I'm trying to wrap my head around how the post-increment operator works, especially with this example: `int a = 1; a = a++;` I've heard conflicting explanations about the sequence of events. Some say that when `a++` is evaluated, `a` should be 2 temporarily, but then it gets assigned back to its old value of 1. Then, there's the question of whether `print(a++);` shows 1 or 2. Can someone break this down for me? Is it just a weird aspect of programming languages, or am I still missing something fundamental about how post-increment works?
5 Answers
In a nutshell, `i++` means "increment `i` and return its original value." So if you write `a = i++`, `a` takes the old value of `i` before `i` gets incremented. It can be a bit confusing at first; there's no magic—just standard behavior of postfix increment!
Typically, you'd just write `a++` as the last part of a loop. It's essentially the same as `a = a + 1`, but a bit more concise and cleaner. Just remember that the old value is returned if you're using it directly in an assignment!
Thanks! I get confused about which gets used first—the old value or the incremented one.
If you're curious about the underlying mechanics, here's a fun breakdown: When you call a function or use `i++`, it loads the value, performs the increment, and then stores whatever was on the stack back into the variable. It’s all about the order of operations!
That makes sense! So the increment happens but what gets stored in `a` is its prior value. Thanks for explaining!
Just to clarify: in Java, when you do `print(a++)`, it prints the current (old) value of `a` before the increment happens. So if `a` was 1, it prints 1, then makes it 2. So your final value ends up being 1 after `a = a++;` because of how the post-increment works.

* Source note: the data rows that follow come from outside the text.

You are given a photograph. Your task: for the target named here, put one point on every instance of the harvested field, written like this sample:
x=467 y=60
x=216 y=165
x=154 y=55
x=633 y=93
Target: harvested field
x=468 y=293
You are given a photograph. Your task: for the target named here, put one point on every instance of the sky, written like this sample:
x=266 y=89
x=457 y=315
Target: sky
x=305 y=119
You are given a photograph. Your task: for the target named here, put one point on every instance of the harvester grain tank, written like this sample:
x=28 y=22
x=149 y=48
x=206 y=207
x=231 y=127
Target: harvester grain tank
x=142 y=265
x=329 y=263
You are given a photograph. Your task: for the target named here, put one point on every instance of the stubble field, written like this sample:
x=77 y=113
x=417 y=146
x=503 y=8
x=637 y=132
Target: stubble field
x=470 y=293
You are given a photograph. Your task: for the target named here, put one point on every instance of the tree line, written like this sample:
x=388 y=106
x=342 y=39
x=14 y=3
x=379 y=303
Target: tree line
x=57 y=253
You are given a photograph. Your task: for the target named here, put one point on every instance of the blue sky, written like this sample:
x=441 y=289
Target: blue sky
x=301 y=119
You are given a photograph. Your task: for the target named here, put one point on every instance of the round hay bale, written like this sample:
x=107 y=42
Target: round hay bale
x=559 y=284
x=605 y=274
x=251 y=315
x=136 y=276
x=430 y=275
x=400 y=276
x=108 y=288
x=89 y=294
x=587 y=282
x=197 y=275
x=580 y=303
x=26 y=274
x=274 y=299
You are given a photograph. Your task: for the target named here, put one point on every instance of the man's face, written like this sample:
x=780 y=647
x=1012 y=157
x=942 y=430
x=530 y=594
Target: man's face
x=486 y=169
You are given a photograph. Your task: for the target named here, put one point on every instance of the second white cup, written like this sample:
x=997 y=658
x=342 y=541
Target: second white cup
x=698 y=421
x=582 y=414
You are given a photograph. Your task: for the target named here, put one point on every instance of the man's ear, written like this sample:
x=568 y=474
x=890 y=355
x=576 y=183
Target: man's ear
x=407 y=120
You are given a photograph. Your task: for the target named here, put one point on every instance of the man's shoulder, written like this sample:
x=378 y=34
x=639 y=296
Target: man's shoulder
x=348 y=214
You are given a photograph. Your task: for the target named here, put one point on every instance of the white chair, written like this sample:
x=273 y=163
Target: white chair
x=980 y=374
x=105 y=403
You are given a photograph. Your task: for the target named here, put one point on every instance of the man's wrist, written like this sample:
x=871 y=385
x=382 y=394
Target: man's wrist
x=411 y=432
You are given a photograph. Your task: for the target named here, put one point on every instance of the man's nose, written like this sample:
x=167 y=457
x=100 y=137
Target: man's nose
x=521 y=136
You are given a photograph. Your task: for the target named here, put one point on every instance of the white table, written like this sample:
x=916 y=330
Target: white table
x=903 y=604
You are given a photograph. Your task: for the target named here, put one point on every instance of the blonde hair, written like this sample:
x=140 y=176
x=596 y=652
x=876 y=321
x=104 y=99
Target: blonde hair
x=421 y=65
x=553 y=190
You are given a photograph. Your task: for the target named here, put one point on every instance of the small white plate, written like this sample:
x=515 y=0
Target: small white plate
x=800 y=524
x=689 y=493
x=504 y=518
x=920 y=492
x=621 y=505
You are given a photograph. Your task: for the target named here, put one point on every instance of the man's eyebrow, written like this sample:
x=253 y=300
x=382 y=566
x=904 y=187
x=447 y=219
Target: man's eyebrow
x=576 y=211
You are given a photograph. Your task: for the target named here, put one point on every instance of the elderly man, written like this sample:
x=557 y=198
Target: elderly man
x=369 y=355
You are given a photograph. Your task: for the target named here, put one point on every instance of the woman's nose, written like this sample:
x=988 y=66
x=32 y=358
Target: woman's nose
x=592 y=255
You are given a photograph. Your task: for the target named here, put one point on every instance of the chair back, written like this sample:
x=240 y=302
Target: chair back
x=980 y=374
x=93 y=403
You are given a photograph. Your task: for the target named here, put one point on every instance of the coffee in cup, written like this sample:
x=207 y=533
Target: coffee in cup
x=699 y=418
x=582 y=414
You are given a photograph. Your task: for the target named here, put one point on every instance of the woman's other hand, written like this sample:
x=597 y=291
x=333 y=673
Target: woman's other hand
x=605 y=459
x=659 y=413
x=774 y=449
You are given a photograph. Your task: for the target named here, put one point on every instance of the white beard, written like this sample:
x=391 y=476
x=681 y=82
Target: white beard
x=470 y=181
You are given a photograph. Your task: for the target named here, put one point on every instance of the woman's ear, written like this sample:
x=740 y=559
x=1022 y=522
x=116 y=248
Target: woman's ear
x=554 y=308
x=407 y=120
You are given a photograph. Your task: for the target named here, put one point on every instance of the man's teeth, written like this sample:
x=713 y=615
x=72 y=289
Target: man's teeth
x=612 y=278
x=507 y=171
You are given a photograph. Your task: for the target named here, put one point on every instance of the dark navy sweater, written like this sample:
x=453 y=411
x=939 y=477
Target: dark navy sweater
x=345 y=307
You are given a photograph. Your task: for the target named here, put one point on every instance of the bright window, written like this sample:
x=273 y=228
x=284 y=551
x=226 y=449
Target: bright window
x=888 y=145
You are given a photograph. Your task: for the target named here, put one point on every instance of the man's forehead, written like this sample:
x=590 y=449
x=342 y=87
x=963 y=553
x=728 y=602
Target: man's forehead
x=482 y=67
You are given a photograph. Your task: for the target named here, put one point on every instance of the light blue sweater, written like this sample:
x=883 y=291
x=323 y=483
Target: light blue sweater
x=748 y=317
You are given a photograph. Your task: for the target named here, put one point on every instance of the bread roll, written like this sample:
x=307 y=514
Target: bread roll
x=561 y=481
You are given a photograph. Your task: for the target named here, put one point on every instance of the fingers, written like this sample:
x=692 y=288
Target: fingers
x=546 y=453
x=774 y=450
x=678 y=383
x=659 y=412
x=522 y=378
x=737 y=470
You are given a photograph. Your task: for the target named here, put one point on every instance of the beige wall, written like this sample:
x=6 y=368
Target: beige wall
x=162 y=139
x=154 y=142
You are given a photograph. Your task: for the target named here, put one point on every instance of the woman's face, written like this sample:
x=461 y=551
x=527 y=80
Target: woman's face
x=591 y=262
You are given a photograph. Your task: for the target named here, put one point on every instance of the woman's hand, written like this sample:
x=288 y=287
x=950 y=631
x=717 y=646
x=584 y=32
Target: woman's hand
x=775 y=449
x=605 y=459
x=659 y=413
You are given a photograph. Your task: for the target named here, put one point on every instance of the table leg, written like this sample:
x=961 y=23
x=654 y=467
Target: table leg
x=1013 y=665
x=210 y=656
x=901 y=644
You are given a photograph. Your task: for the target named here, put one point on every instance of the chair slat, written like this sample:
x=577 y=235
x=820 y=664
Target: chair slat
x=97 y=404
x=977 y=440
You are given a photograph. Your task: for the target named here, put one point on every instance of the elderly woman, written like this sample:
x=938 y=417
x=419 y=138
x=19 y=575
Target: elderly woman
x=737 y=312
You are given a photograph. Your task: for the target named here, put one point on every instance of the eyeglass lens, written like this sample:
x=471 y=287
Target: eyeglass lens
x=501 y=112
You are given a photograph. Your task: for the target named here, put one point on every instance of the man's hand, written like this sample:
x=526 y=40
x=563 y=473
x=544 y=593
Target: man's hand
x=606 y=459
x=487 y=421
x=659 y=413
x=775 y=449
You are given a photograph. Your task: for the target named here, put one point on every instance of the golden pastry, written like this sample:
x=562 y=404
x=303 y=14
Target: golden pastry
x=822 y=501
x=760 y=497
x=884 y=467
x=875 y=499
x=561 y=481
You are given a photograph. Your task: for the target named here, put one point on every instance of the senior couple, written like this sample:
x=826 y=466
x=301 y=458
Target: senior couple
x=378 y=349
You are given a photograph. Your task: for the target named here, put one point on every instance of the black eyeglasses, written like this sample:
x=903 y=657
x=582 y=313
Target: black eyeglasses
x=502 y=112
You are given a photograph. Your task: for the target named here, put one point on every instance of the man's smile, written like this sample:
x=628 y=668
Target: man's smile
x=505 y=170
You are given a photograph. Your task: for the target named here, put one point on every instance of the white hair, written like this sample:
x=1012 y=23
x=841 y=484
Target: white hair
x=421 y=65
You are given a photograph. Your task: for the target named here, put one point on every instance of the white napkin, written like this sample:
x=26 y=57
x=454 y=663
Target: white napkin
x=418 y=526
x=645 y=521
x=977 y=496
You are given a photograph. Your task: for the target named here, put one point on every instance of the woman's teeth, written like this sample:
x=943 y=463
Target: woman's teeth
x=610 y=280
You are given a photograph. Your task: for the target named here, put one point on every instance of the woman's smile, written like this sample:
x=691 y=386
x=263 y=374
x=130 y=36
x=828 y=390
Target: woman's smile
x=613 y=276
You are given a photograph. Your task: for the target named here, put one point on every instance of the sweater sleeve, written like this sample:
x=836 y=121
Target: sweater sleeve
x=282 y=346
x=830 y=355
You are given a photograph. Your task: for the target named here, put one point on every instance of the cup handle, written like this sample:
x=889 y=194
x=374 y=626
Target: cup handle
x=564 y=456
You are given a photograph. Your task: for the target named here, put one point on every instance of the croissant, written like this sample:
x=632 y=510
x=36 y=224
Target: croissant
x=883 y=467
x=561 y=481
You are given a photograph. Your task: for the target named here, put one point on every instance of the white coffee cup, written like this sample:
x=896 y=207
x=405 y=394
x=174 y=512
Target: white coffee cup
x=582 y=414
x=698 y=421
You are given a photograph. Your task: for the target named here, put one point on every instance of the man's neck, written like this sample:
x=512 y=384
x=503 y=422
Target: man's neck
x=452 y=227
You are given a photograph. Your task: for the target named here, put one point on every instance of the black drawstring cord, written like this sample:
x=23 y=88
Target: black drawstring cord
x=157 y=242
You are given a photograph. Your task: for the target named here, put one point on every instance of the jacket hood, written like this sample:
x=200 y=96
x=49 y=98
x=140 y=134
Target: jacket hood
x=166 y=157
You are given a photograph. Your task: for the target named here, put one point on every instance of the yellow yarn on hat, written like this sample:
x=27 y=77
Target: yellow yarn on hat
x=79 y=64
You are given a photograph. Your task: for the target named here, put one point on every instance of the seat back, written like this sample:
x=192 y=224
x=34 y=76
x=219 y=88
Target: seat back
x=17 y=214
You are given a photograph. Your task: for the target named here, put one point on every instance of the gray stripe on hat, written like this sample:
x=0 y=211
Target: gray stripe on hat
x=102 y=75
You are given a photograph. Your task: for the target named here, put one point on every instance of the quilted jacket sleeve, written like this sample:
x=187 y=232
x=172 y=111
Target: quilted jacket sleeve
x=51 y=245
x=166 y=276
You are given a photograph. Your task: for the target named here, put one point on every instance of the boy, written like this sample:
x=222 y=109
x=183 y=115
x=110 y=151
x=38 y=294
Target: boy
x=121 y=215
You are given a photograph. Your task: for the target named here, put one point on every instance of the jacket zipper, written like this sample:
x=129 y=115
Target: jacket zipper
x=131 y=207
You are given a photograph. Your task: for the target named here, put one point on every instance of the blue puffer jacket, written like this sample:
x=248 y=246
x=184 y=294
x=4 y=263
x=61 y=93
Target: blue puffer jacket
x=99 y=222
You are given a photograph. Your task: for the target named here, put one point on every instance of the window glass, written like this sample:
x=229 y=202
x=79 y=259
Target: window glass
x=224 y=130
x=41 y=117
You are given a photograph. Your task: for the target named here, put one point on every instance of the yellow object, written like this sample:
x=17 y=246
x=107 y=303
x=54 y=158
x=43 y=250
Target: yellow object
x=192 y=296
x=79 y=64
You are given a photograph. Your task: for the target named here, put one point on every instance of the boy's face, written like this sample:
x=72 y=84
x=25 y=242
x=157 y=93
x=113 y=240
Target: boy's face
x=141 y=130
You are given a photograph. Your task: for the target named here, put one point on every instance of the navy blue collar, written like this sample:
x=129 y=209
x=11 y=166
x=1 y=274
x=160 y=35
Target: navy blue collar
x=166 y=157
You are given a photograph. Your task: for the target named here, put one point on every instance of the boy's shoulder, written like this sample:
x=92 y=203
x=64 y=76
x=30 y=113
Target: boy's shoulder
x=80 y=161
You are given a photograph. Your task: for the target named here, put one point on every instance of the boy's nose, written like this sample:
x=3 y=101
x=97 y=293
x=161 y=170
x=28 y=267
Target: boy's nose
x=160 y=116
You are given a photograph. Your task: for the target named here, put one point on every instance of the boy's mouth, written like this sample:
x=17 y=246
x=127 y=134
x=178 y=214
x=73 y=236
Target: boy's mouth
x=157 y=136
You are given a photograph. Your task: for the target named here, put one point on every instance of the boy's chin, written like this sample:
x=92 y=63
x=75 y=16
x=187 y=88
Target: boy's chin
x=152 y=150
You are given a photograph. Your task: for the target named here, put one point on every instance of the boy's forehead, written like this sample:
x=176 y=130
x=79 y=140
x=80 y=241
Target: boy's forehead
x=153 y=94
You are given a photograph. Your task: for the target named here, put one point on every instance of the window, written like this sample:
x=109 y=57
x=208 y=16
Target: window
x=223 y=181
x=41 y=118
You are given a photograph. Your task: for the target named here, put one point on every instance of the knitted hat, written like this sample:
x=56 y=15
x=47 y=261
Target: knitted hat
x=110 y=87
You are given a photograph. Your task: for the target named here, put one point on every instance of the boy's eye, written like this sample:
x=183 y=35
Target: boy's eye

Ah, so the increment occurs but we still get the initial value in the assignment. Thank you!
This situation can be tricky! In Java, `a = a++;` actually doesn’t make much sense because it’s pretty much a no-op. The `a++` increments `a`, but the expression returns the original value before incrementing, so after this line, `a` is still 1. Just avoid using it like that. It's clearer to use `a++` or `a += 1` instead for incrementing.
Got it! So when `x++` returns, it’s the old value, right? Thanks for clarifying!
So the assignment happens after the increment then. That clears it up a lot for me!